"Why would Shotozumi be interested in an elven freighter?" Skater asked.

"No vendettas that I know of. Only thing I scan is that they were after some prize it carried." Kestrel glanced into the mirror. "What were you doing there?" Skater met the man's gaze but said nothing. Shaking his head. Kestrel reached for the pack on the dashboard and knocked a cigarette loose. He jammed it between his lips, gaze locked on the street ahead as he drove. "Kid, look… Much as I hate to admit it, I owe you. The day those Disassemblers hit your mom's place and killed her, they damn near killed me, too. If you hadn't gotten there, maybe they would have. You hear what I'm saying?"

"Yeah."

"Then, when you went after those trogs and evened the score, who helped you when you almost bought it?"

"You." The fixer had also worked out financial arrangements with the street docs who'd put Skater back together, this time with the addition of some wiz cybernetic enhancements. Revenge hadn't come easily, or without cost.

"Damn straight." Kestrel gave the accelerator a tap. "I'm not your nursemaid or even close to any kind of guardian angel, but I owe you. I'll nose around a little, do some digging, maybe find something out. You can call one of my message drops time to time and I'll let you know what kind of heat you're facing here."

"Sure," Skater said. "Problem is, I don't know for sure what we were after.

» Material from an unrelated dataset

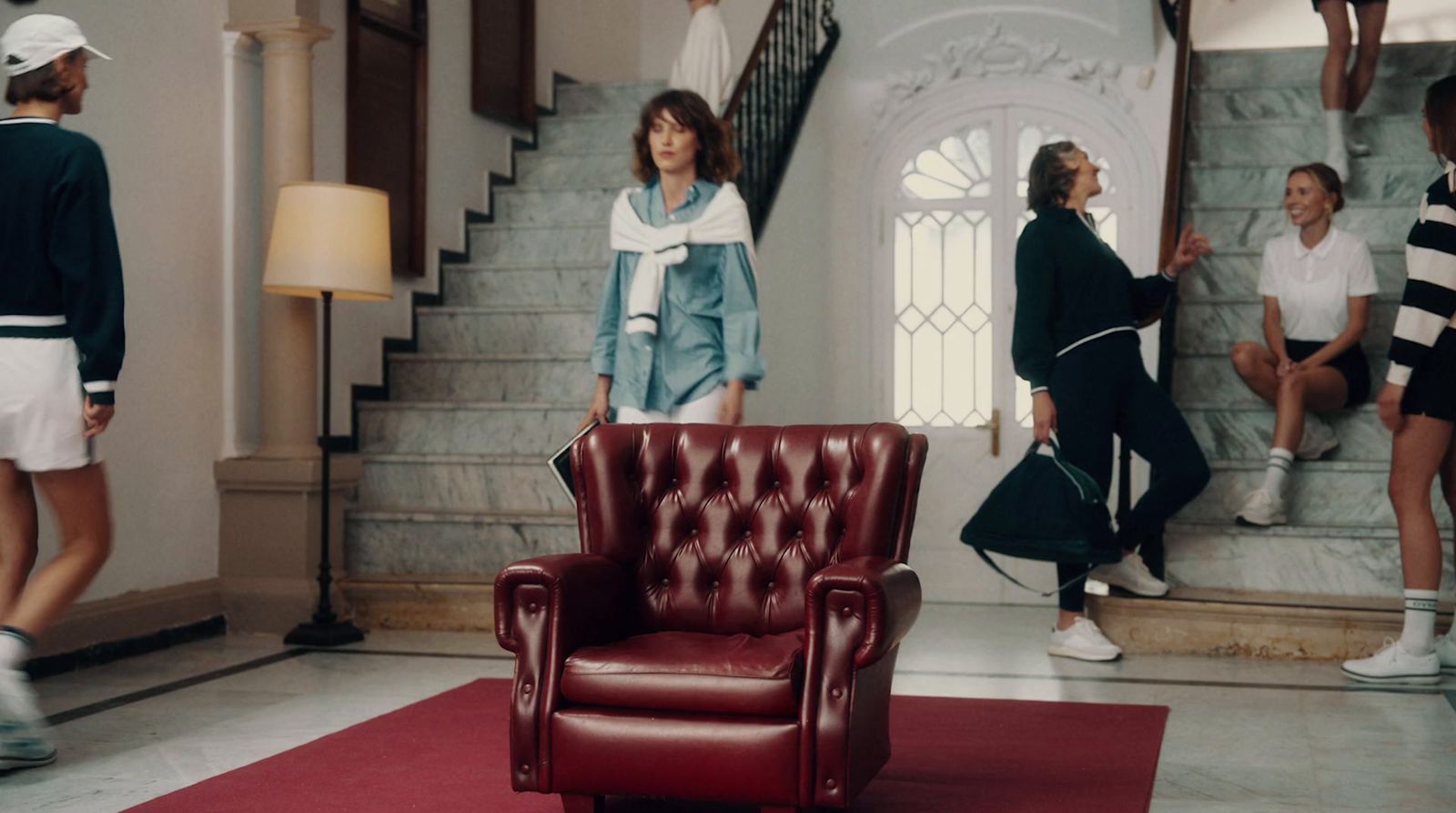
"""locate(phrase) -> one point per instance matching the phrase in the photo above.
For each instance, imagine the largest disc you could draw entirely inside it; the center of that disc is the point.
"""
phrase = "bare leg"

Some kind of bioresearch supposed to be worth millions."

"A fragging pig in the poke?”

"I had an inside line."

"And the inside person? You trust him?"

Her, Skater silently corrected. "I did."

"Happens," Kestrel said. "You live life to figure out the people you can trust. If you're lucky, you survive the ones you're wrong about."

"You discover anything about this mess, you get a finder's fee."

Kestrel nodded.

"Where's my credsiick?" Skater asked. The fixer also ran some of the best money-laundering schemes in the business.